I just want to soak it in and let it breathe renewing air in to the room again.

For me to feel safe and secure growing up, I felt a responsibility to be attuned to the mood of my father and whether it was a good energy or a bad one, the only right way to be was invisible. Or if not invisible, I had to be making myself useful.

I could make him happy if I brushed his hair.

I felt resentful towards this activity as I grew older.

He didn’t even say any words. He’d just drop the brush in front of me, run his hands through his hair and lay down in front of me.

I didn’t have words to identify with at the time but reflecting upon this today I felt disrespected. I couldn’t even be afforded the invitation, to be asked if I would please brush his hair. Or hear about how it would relax him after a long stressful day at work. It was simply an expectation.

Worth noting that it was an expectation of all of us kids throughout our lives, it wasn’t exclusively “my job” until it was just Markie and me living at the house.

If I protested or pretended not to know what was going on, I’d be met with some sort of a guilt/shame protest, in a passive aggressive form, typically in a whiny baby-like NOT DAD voice, “Don’t you love me?”

Is this how I earn security from you, dad? From people in the world outside these walls? Is this how I have to show you that I love you? To read your mind and give of myself even when I don’t want to – this is what love looks like?

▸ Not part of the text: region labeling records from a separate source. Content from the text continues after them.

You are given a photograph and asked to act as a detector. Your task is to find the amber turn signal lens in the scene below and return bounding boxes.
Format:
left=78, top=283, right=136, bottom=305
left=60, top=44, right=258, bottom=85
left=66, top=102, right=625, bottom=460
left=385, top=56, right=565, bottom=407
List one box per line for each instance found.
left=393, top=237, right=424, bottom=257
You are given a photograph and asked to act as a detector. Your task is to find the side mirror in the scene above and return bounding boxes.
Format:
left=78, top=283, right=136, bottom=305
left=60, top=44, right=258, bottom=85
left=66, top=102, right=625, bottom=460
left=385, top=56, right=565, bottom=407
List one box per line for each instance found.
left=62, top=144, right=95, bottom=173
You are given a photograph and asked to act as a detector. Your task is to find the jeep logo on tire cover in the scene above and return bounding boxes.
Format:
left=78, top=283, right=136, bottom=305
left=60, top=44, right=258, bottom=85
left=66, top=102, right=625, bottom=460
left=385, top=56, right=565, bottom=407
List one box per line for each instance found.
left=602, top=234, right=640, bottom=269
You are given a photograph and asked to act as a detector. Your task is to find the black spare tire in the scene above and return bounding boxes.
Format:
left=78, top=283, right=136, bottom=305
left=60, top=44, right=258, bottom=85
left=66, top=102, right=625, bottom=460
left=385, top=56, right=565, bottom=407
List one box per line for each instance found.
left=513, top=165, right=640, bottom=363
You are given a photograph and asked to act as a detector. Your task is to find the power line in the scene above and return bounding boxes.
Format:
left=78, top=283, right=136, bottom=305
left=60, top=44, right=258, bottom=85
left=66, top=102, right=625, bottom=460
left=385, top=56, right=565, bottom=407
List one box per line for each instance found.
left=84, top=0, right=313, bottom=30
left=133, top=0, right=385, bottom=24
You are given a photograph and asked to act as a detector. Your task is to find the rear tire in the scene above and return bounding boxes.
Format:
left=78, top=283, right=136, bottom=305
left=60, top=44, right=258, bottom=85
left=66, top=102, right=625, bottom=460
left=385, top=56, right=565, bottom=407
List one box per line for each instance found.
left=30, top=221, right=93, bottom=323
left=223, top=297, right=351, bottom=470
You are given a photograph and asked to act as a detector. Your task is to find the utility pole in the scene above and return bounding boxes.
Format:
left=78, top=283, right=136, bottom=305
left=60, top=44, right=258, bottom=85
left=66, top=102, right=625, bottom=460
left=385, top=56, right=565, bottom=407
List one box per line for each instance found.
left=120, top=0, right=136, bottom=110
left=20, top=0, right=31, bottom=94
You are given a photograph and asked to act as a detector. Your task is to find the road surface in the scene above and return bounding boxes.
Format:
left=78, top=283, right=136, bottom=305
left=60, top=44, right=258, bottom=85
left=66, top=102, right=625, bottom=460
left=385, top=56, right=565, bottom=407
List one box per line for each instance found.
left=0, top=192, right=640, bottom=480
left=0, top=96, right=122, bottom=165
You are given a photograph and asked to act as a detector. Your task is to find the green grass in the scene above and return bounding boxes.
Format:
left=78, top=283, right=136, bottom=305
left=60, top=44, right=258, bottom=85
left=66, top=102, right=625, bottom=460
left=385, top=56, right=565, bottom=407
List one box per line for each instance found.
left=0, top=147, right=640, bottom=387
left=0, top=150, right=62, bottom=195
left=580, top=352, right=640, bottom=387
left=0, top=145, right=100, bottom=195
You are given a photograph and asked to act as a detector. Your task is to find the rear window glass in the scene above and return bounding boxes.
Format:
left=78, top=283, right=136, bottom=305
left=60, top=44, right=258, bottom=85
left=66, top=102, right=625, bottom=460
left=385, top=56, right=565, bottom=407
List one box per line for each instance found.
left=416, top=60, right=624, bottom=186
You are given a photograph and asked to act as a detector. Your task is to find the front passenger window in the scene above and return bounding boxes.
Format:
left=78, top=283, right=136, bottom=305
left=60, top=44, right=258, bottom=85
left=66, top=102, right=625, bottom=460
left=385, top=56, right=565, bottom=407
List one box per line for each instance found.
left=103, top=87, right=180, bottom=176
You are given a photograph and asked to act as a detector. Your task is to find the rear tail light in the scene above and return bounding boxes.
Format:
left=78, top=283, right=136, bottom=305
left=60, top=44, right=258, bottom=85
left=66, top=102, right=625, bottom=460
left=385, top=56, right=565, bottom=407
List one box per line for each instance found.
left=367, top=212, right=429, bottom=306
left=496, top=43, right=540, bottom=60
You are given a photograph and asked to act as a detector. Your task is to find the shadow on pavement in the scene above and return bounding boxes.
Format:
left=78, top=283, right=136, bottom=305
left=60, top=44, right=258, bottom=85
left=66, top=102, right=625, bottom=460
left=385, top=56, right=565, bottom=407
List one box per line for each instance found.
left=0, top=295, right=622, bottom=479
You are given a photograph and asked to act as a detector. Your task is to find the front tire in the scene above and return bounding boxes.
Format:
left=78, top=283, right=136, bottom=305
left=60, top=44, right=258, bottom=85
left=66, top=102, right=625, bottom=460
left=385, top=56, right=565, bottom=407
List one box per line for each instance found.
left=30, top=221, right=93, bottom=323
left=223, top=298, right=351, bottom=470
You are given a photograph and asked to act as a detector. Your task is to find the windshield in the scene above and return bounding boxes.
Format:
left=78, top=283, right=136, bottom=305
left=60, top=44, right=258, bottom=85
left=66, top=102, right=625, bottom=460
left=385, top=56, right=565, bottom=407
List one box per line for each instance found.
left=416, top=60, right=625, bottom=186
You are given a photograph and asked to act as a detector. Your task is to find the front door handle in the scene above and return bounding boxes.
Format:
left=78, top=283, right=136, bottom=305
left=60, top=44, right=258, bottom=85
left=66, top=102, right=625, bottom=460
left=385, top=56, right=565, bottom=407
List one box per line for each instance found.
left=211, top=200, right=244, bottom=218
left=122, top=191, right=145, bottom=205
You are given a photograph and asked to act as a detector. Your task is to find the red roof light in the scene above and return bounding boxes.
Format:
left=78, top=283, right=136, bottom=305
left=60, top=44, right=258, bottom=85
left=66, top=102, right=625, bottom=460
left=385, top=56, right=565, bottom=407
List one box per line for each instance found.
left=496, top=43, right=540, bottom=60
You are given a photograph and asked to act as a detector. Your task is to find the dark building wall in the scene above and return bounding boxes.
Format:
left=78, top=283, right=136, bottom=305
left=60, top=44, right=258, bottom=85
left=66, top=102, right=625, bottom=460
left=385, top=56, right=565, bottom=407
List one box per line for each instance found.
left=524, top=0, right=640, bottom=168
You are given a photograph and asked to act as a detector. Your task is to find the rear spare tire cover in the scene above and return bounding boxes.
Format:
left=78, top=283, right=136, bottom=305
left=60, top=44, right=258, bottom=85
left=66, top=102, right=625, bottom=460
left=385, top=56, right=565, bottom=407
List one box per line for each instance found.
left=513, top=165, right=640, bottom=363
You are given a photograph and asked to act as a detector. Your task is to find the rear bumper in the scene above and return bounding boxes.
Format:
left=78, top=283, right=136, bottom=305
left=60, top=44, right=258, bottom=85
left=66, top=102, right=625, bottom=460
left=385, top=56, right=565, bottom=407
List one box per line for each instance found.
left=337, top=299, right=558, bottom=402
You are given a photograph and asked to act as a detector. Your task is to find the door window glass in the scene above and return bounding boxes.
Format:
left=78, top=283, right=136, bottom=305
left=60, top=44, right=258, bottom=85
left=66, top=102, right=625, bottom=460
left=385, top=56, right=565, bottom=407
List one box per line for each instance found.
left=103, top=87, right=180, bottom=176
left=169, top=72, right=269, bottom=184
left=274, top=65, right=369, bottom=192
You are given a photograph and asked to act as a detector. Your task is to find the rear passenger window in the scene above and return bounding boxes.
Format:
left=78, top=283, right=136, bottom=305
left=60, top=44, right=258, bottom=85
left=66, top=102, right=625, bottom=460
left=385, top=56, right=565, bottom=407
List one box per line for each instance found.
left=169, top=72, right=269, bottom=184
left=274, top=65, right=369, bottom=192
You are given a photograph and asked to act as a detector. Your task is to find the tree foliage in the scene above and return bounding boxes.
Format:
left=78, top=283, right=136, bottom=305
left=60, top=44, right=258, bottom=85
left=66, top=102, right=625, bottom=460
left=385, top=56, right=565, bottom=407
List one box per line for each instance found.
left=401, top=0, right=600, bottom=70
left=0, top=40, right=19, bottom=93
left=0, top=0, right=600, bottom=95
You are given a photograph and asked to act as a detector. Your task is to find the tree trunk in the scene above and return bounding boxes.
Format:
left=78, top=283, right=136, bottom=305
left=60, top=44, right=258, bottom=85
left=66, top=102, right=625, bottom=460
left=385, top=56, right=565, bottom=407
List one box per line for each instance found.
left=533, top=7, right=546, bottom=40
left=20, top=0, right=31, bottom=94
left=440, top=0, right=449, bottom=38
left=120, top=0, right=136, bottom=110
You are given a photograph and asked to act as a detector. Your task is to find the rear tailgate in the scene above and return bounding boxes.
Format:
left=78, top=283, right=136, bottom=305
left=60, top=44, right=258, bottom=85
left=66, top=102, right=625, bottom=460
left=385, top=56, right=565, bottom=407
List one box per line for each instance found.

I learned to find my own security exclusively in the “signs” of the result of my action. If he fell asleep = good. If he moaned (which I felt really uncomfortable about as I grew older) = great. If I stopped to pay attention and think about how to solve a puzzle on Wheel of Fortune that was playing on the TV and he reached up, annoyed, to run his hands through his hair to signal that I was not done yet, still not saying a word (though sometimes he would say, “5 more minutes”) = not good enough, keep going.

I learned to base my self worth on what I could do to make myself useful, push past any feelings of personal discomfort for the sake of someone else’s comfort, and/or else be completely invisible. And expect absolutely nothing in return.

Nobody directly asked me to do that. Right, not directly. I definitely was often on the receiving end of the growling voice between gritted teeth “Tina! When are you going to learn to keep your mouth shut?”

Saying things that I think or feel is upsetting to my dad (his happiness my sense of security). It doesn’t matter if that doesn’t make sense to you, or if you think there is some critical piece of information that would help him to understand you, or your, or a different perspective. It always makes it worse. You Have To Stop Doing That.

So I did.

I’ll never know Who He Was.

Or Why He Was The Way He Was.

Despite knowing and not knowing, I still love my dad with all of my heart. Though with the passage of time since his death it has lessened, I still find myself thinking about things that I know would have made him proud. And feeling proud on his behalf.

And I’d give just about anything to hear that whistle again.